Moxie is written for those who prefer Ant or for those who must continue building with Ant, though they may yearn for Maven or Gradle.

Don't Repeat Yourself

As a Java developer you are faced with the need to develop code and then build deliverables from your code. Often these two requirements have different solutions which require maintaining IDE settings and an Ant script full of paths and properties. (i.e. Eclipse .classpath is not directly usable from Ant). This is maintenance intensive, often leads to verbose Ant build scripts, and violates the DRY Principal.

At it's core, Moxie does two things for you:

  1. Allows you to define your project code structure and dependencies once.
    This information is used to generate IDE settings and to setup classpaths and properties for your Ant script.
  2. Resolves and retrieves your dependencies (and their dependencies) with checksum verification.


Some will consider Moxie rinky-dink, and I have to agree that it is less capable than the alternatives.
If the following limitations are of concern, then Moxie may not suit your needs.

  1. Moxie employs the Maven 2 transitive dependency resolution mechanism
    Currently, Maven 2.0 only supports using the "nearest definition" which means that it will use the version of the closest dependency to your project in the tree of dependencies. You can always guarantee a version by declaring it explicitly in your project's POM. Note that if two dependency versions are at the same depth in the dependency tree ... the first declaration wins.
  2. Moxie has simplified/limited support for version ranges.
    When Moxie encounters a version range specification it will always resolve the highest version number possible based on the range specification and the list of versions in maven-metadata.xml. The resolved version identifier is substituted for the version range specification. From that point the "nearest definition" rule is applied. Maven version-pinning, like [1.2.3], is not honored.
  3. Moxie does not currently deploy artifacts to a remote repository.

Why not Maven?

There is much to admire and respect about Maven.

Maven has done some tremendous things and has moved the Java ecosystem forward. But while I like Maven repositories and the artifact metadata, I dislike the Maven build process. I want to define my own build rules and flow, not be forced to use Maven's grand unified process.

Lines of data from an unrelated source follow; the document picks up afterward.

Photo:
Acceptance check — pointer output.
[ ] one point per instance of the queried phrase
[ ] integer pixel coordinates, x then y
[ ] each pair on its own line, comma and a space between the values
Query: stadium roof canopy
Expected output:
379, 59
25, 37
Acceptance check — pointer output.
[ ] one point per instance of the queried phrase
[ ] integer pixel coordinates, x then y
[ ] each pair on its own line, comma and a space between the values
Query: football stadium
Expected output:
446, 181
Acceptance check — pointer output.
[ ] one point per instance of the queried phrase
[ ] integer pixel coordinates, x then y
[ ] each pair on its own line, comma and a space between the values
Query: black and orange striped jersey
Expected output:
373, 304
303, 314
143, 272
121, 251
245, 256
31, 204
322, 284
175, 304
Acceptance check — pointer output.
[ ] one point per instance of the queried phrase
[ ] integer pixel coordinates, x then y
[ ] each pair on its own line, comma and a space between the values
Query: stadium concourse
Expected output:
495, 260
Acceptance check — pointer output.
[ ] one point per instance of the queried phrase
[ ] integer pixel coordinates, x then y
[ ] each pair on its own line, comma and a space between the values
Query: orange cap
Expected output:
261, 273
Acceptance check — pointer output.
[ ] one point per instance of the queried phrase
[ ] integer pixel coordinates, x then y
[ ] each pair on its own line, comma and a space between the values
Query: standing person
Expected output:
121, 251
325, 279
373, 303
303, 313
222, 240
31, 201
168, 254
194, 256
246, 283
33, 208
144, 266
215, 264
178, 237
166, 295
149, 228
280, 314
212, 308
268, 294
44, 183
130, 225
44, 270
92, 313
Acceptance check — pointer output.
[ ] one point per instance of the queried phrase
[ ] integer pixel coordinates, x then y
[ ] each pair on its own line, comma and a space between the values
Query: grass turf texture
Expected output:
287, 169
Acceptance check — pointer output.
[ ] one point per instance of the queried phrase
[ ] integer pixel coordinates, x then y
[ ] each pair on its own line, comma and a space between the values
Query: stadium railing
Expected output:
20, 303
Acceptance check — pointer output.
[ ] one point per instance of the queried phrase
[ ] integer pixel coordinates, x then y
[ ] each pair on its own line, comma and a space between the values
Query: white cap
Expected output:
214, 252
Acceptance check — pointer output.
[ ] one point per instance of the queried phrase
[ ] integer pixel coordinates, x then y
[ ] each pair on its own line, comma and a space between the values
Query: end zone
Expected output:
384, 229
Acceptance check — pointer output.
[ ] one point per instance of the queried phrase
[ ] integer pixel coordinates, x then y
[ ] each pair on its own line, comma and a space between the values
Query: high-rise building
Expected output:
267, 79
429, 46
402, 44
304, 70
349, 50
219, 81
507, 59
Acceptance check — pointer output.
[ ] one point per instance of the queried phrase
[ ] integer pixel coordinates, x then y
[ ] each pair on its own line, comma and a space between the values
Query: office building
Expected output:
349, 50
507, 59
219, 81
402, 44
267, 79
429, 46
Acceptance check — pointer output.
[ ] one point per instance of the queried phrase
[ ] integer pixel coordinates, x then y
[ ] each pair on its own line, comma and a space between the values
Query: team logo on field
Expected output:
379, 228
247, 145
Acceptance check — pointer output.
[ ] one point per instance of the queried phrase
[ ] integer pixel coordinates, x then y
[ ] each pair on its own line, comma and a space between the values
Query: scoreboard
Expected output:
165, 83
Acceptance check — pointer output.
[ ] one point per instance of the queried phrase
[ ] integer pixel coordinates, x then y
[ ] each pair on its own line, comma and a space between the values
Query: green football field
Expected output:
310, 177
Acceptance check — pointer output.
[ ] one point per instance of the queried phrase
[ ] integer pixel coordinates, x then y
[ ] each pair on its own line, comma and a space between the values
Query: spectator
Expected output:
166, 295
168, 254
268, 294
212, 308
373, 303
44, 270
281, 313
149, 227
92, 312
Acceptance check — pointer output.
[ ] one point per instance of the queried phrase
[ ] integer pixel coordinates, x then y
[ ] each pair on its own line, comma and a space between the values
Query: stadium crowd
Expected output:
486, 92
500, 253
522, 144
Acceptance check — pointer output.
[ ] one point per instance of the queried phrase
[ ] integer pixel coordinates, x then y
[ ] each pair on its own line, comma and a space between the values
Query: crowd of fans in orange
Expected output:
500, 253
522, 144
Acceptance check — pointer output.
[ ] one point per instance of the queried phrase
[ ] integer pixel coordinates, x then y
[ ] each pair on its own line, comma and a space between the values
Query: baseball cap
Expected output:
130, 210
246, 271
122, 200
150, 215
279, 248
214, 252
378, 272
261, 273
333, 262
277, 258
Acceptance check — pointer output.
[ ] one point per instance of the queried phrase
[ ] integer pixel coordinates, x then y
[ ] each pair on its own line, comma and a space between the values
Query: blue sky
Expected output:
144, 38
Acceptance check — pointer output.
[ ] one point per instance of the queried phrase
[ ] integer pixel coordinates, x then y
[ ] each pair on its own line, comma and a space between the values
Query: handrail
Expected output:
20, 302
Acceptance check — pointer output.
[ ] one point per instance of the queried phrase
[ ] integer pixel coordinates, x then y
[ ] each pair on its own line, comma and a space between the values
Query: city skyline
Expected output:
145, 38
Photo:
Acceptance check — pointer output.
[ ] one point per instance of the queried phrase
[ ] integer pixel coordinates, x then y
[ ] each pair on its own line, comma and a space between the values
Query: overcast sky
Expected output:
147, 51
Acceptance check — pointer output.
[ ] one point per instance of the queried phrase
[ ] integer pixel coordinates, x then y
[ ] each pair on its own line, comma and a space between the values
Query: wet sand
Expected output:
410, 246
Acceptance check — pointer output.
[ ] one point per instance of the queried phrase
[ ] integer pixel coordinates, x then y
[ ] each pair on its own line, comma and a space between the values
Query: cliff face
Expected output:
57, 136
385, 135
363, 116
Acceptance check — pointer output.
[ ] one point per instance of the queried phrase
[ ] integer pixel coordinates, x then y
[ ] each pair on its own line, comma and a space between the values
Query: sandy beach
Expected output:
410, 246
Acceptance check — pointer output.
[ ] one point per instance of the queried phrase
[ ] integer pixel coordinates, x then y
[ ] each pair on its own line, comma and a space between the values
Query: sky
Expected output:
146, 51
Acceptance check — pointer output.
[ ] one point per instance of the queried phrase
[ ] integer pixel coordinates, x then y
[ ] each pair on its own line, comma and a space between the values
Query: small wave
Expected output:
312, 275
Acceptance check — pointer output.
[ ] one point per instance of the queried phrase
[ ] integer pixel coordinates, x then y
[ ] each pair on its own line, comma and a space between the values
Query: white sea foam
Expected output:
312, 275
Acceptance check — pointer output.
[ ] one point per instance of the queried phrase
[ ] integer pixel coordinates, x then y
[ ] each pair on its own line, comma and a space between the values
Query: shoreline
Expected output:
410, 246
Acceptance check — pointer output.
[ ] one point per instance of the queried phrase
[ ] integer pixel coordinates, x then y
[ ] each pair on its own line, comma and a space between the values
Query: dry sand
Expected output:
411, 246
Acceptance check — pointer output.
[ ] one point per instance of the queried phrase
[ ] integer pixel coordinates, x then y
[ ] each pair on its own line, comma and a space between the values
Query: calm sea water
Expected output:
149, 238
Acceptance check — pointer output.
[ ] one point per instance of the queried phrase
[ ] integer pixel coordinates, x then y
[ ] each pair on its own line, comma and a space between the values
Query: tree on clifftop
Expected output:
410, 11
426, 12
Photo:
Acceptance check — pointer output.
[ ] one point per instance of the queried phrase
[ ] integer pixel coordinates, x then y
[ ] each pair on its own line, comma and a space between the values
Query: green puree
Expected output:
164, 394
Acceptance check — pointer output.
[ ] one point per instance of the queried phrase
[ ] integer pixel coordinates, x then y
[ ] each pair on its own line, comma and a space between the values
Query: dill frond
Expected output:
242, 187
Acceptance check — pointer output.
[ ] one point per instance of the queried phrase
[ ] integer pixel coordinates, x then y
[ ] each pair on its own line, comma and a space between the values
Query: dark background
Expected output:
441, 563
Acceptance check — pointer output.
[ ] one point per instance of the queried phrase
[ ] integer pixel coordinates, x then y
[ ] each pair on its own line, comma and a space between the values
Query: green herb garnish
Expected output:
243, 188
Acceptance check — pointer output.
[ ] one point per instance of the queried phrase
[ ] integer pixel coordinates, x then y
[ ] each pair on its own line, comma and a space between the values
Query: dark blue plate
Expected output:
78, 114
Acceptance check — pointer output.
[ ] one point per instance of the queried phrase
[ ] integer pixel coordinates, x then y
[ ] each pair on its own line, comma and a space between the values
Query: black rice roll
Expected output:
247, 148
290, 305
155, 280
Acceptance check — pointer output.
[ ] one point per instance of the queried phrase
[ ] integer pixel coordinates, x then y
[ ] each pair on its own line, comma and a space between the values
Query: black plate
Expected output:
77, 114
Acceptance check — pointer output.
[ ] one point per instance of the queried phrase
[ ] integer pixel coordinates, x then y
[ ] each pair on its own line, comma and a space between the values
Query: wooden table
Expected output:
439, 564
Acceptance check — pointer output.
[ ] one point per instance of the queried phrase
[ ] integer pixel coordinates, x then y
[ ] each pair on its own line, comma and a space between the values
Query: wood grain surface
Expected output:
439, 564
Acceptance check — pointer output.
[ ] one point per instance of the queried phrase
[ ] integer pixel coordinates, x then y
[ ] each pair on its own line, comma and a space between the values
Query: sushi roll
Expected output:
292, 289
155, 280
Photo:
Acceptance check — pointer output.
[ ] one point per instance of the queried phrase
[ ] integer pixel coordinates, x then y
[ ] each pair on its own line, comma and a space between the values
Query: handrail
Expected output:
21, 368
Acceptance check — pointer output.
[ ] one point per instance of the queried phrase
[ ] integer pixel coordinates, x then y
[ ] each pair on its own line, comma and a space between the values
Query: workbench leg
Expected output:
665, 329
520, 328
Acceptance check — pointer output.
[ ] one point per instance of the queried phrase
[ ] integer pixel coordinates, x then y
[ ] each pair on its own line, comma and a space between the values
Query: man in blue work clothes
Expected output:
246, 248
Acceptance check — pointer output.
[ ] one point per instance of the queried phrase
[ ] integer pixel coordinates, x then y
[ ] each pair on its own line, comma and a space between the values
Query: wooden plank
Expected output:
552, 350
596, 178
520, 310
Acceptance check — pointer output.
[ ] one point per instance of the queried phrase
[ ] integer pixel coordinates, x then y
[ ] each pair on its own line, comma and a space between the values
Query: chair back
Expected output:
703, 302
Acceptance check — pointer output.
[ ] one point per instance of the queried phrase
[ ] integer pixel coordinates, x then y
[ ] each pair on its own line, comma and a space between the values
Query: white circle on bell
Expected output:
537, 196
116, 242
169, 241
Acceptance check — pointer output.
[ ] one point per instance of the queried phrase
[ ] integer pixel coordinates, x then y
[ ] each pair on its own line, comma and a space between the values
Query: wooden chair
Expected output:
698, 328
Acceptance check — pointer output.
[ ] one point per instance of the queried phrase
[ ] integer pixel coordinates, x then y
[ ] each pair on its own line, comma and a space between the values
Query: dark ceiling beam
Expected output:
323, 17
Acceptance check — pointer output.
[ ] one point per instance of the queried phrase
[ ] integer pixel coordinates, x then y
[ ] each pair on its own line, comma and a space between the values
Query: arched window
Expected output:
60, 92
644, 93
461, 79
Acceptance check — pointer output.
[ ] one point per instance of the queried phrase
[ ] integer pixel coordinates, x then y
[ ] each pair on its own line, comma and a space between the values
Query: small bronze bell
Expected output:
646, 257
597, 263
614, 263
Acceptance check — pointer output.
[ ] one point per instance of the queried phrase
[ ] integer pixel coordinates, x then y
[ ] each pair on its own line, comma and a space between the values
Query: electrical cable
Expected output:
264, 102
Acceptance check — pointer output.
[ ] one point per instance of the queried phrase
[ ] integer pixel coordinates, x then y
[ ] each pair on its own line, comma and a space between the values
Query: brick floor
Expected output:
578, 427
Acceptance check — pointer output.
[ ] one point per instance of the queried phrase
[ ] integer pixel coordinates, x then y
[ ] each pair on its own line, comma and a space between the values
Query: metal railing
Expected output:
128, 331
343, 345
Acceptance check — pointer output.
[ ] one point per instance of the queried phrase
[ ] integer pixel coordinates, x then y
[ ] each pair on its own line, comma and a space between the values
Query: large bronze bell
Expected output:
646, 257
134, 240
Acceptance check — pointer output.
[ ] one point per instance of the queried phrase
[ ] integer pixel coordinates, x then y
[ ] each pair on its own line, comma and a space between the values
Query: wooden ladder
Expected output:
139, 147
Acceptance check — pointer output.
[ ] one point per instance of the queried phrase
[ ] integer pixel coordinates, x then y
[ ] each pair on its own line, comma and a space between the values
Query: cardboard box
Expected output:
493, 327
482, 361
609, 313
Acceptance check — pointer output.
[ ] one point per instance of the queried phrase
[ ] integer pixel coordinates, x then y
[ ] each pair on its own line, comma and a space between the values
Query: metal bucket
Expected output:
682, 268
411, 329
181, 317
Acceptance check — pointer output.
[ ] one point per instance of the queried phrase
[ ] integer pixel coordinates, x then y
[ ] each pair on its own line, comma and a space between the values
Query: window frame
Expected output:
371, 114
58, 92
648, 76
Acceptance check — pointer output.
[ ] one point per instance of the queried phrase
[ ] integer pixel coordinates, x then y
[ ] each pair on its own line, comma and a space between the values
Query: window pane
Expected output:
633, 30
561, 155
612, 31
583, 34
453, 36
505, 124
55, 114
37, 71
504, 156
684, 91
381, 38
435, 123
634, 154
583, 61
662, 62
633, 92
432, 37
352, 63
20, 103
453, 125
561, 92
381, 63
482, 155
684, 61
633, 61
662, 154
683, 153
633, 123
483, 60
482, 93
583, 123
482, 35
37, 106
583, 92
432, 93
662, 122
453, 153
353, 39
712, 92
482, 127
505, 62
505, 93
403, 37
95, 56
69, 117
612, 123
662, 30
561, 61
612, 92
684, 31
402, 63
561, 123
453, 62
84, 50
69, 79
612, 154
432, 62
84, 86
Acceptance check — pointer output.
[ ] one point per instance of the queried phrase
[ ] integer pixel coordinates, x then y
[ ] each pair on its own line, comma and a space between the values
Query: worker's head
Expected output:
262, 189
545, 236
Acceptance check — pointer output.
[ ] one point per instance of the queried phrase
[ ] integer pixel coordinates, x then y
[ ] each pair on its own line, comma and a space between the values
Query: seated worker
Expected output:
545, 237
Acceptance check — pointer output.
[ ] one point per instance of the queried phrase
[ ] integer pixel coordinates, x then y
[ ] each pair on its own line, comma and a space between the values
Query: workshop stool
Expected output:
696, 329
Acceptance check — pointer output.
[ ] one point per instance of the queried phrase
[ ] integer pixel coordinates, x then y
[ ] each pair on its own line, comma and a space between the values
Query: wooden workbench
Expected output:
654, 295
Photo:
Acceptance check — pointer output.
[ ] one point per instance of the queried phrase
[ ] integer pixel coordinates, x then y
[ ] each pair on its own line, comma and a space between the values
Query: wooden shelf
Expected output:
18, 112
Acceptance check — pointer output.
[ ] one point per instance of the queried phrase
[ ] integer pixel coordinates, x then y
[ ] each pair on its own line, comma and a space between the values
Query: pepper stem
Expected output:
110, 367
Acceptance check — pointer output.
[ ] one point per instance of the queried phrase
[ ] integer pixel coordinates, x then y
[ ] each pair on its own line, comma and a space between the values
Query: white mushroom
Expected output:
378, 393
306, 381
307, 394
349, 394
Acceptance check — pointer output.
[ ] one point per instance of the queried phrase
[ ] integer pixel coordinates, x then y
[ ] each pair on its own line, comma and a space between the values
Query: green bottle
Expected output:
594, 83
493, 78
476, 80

Lessons learned from Maven

  1. A central repository of project artifacts accessible by http is brilliant.
    I don't think Maven is given enough credit for the amazing achievement of convincing hundreds of Java open-source projects to offer their artifacts through a central repository.
  2. Defining and recursively retrieving dependencies of those artifacts is really brilliant.
  3. Fighting Maven causes pain.
    Convention-over-configuration simplifies the build process, but convention-instead-of-configuration is too restrictive. Not every project can be easily represented by a Maven POM without massive reorganization.

Why not Gradle?

I like the idea of Gradle. I have not used it. I may use it in other projects, but I feel that Ant doesn't have to be put out to pasture quite yet.

Why not Ant+Ivy?

Ivy is probably a more robust dependency manager and definitely supports more transports. But it is strictly an artifact retrieval/deployment tool. It does nothing to decrease the complexity or verbosity of Ant build scripts. It is a artifact manager with a complex XML configuration file. And at 1 MB it is a bit too large to embed within a repository, IMO.

Why not EasyAnt?

EasyAnt, if you've never heard of it - because I had not - is an Apache incubator project which targets offering a Maven-like experience using an enhanced Ant. Moxie is not as ambitious in it's design as EasyAnt; Moxie is more of a subset of EasyAnt. EasyAnt is based on Ivy.